Abstract: Work on the problem of contextualized word representation—the development of reusable neural network components for sentence understanding—has recently seen a surge of progress centered on the unsupervised pretraining task of language modeling with methods like ELMo (Peters et al., 2018). This paper contributes the first large-scale systematic study comparing different pretraining tasks in this context, both as complements to language modeling and as potential alternatives. The primary results of the study support the use of language modeling as a pretraining task and set a new state of the art among comparable models using multitask learning with language models. However, a closer look at these results reveals worryingly strong baselines and strikingly varied results across target tasks, suggesting that the widely-used paradigm of pretraining and freezing sentence encoders may not be an ideal platform for further work.

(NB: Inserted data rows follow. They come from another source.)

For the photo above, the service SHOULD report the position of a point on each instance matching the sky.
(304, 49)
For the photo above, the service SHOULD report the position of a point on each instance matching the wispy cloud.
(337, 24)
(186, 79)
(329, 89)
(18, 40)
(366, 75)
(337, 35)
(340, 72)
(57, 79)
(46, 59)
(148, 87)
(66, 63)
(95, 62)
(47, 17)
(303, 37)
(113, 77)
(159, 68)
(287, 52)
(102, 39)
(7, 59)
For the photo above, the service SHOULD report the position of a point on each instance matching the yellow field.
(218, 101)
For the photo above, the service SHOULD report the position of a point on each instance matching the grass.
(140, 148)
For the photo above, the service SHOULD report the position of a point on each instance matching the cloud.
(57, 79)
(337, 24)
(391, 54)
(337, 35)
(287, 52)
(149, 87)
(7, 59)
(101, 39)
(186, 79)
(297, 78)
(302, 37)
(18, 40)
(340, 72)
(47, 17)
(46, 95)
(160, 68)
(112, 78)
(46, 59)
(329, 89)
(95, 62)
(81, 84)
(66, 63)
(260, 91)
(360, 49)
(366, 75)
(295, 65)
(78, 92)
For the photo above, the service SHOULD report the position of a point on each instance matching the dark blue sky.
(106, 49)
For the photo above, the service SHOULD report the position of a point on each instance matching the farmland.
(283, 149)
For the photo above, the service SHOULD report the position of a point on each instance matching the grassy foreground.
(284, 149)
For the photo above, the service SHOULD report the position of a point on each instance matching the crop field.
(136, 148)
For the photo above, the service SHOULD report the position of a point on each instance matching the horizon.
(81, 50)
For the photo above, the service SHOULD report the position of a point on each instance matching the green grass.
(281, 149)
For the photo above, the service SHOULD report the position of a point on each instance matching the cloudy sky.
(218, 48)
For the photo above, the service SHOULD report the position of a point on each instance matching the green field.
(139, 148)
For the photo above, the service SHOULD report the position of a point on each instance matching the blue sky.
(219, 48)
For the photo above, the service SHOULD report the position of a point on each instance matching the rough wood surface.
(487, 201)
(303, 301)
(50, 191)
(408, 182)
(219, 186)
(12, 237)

Keywords: natural language processing, transfer learning, multitask learning
TL;DR: We compare many tasks and task combinations for pretraining sentence-level BiLSTMs for NLP tasks. Language modeling is the best single pretraining task, but simple baselines also do well.
Data: [CoLA](https://paperswithcode.com/dataset/cola), [GLUE](https://paperswithcode.com/dataset/glue), [MRPC](https://paperswithcode.com/dataset/mrpc), [MultiNLI](https://paperswithcode.com/dataset/multinli), [QNLI](https://paperswithcode.com/dataset/qnli), [SST](https://paperswithcode.com/dataset/sst), [WSC](https://paperswithcode.com/dataset/wsc), [WikiText-103](https://paperswithcode.com/dataset/wikitext-103), [WikiText-2](https://paperswithcode.com/dataset/wikitext-2)
Community Implementations: [![CatalyzeX](/images/catalyzex_icon.svg) 3 code implementations](https://www.catalyzex.com/paper/looking-for-elmo-s-friends-sentence-level/code)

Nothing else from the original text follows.